Chicken or turkey sausage: You’ll get more longevity from cooked sausages, which are great to stash away for soups, pastas, and more. But raw sausages are great to keep on hand, too, and typically last longer in your fridge than fresh meat cuts.
Parmesan cheese: Honestly, a variety of cheeses is ideal, but if you had to pick one cheese and one cheese only, Parm would be the winner. It lasts a long time without molding, and it’s delicious on just about every savory dish, where it adds richness and umami depth. It can basically take a ho-hum dinner and turn it into something you’re proud of. You can grate it to a powder, shred it for slivers of salty goodness, or shave it for large flakes of deliciousness.
Frozen peeled and deveined shrimp: Here’s why shrimp is always in my freezer: Even when I forget to thaw it ahead of time (which is every time, honestly), I can thaw it in a bowl of cold water in 5 or 10 minutes and it’s ready to go.
Frozen salmon fillets: Much like frozen shrimp, frozen salmon fillets (wrapped in their individual packaging) thaw quickly in a bowl of water. Plus, omega-3s!
Frozen vegetables: OK, I’m cheating again because I’m really touting multiple ingredients grouped under one category—sorry! I don’t love all frozen vegetables (the texture isn’t great for some of them), but I do love frozen broccoli and cauliflower florets, green peas, edamame, and corn.
Frozen dumplings: These have been a lifesaver in my home. I love all kinds of frozen dumplings and sometimes toss them in broth with veggies for a quick “wonton” soup. I’ll stir-fry them with vegetables for an easy dinner the whole family will love. Or I’ll make a filling lunch salad by placing them atop a crunchy salad with a soy-ginger vinaigrette.
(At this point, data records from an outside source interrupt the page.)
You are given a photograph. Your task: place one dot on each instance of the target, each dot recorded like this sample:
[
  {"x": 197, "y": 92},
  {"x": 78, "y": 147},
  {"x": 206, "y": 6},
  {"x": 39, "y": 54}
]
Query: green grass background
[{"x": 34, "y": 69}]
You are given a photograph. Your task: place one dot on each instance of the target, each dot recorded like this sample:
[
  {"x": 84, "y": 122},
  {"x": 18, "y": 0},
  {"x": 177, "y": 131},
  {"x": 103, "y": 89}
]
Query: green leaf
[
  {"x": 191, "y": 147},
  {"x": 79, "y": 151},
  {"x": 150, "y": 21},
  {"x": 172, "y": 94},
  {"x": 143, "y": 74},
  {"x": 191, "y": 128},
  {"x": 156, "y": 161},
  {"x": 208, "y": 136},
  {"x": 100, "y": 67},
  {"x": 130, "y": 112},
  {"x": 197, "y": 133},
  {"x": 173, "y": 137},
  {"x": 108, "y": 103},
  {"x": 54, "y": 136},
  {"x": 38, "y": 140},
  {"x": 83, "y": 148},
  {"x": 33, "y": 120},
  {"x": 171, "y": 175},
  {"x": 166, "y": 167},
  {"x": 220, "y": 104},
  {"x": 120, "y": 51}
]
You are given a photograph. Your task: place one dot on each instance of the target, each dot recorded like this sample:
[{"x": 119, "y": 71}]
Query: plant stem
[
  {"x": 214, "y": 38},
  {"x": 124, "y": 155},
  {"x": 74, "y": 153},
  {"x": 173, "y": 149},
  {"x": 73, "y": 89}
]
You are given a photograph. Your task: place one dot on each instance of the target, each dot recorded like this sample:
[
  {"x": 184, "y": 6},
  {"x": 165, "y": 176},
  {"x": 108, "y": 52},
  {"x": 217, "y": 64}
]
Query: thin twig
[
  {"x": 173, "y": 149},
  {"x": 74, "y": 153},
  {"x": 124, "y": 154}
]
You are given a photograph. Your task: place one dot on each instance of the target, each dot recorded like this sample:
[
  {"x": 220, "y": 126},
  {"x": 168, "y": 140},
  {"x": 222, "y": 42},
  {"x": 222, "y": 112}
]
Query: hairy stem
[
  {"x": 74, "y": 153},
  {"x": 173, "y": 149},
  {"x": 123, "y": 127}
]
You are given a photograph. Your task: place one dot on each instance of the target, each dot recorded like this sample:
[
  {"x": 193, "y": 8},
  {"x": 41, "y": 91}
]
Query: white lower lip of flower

Frozen cooked brown rice: Brown rice is a nutritious whole grain with a wonderfully chewy texture and nutty flavor. But it takes a long time to cook. So I like to either cook a big batch and stash portions in my freezer or buy precooked brown rice from my grocery store. It thaws in no time (like, a minute or two) in the microwave and is ready to go. You could also keep pouched precooked brown rice in your pantry, but I prefer the texture of frozen brown rice.